Дома стоят привольно, улицы широкие, место веселое. Возле садочки, палисадники. Мода у них была — украшать все резьбой. Над крыльцом резьба, по крыше, по краям, резьба, на наличниках резьба, словно кружево. Переборинские мастера везде свои узоры выводили: и на дугах, и на прястницах, и на вальках, и на шкапчиках. Народ жил здесь чисто и привольно.
А Проня мой там заскучал.
— Колесим, как худое колесо. Все впровал идет. Ни шиша мы не победим.
Я ему говорю:
— Да уж здоров ли ты, Проня? Не простыл ли ты?
А он свое:
— Отвоюем место, кровью польем, а командиры нас назад ведут. Наши орлы, как львы, дерутся, а топчешься все на одном месте. Эх, дай-ка нам волю!..
Андрюша ему объясняет:
— От тебя ли я слышу, Прокопий? Уже понимать перестал? Напролом идти нельзя. В тыл зайдут тебе. Заскочишь вперед, а другие части отстанут.
Проня спорит:
— На то и командиры, чтобы отсталых подгонять… Дай-ка мне дивизию!..
— То-то бы настряпал, — говорит Андрюша.
Я говорю тихонько:
— С горы-то, Проня, виднее… Они уж знают, что к чему.
А он свое:
— Душа не терпит отступать!
Нет, он недаром так тосковал! У него сердце слышало… Будь она проклята эта Переборинская слобода, век бы ее не видать!
В то утро, когда беда пришла, мне почему-то очень весело было. Запрягаю Игренька, наговариваю ему всячину, углаживаю, хлопаю его…
Солнышко проглянуло — еще веселее стало.
С пригорка вижу кладбищенскую церковь, за ней невдали окопы.

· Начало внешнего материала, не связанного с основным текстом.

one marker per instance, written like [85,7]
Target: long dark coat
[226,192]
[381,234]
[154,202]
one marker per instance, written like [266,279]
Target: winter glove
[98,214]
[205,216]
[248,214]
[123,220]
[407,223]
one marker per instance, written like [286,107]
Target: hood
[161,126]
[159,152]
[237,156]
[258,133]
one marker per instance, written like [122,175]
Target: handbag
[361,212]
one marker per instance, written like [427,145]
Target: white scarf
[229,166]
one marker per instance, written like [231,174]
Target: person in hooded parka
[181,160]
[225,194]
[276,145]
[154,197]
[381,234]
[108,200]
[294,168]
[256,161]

Вправо лежало большое село. К окопам полем — рукой подать, но я ездила мимо кладбища. Там дорога шла под прикрытием: от белых заслоняли нас сосновые рощицы и пригорок. А полем ехать — как на ладошке. Да и неудобно. Все оно снарядами изрыто. Торчат на нем столбики, обрывки колючей проволоки. А в церкви всегда народ.

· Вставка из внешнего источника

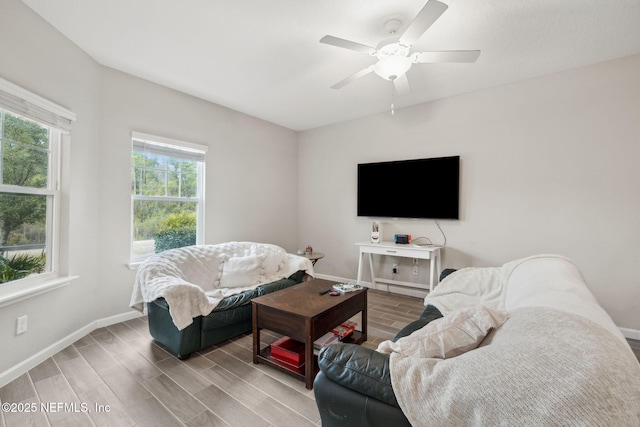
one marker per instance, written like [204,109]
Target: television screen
[420,188]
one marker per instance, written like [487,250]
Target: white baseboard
[14,372]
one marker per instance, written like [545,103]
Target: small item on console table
[346,287]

Легко раненные там подводы дожидаются. Тяжело раненных туда же приносят с позиции. Там и печку топили, и кто-нибудь из сестер дежурил, чаще всего Марфа, — она уже два месяца в лазарете работала.
Еду я трюнь-трюнь, не тороплюсь. Солнце играет. Выстрелов не слышно. Красота! Вот и кладбище. Обнесено оно низкой оградой из дикого серого камня. Церковь выкрашена под малахит, и на ней, как опоясочка, белая резьба.
Еду и вижу Марфу. Выскочит на паперть, повернется, скроется, опять выскочит. Увидела меня, замахала рукой, бежит к ограде.
— Иди, Паня, простись с мужиком-то…
Я сразу не поняла. Вылезла из санок, привязала лошадь. Да как хлопну руками… как побегу!
В церкви было темно… а может, это у меня в глазах помутилось. Но, скажи, все до капельки помню. Ни на чего не глядела в то время, а все запомнила. Стены бурые. В стенах по три узких окна прорезано, рядом, без простенков. Пол деревянный, тоже бурый. Пахнет воском, позолота мигает на вратах.
А мой Прокопий лежит на соломе у черной круглой печки, глаза закрыты. Руки голые. На груди повязка. На повязке кровь багрится.
Я припала к нему. Он открыл глаза и говорит невнятно:
— Не реви!
Я слезы глотаю, сдерживаюсь.
— Слышишь, Марфа, выкидывай к чомору ящики из кошевки… постели соломы… Я его одену. Обожди, Проня, я тебя увезу.
А Марфа:
— Да уж не трогай ты его, Паня.
Прокопий закашлялся, посинел. На повязке еще больше крови выступило.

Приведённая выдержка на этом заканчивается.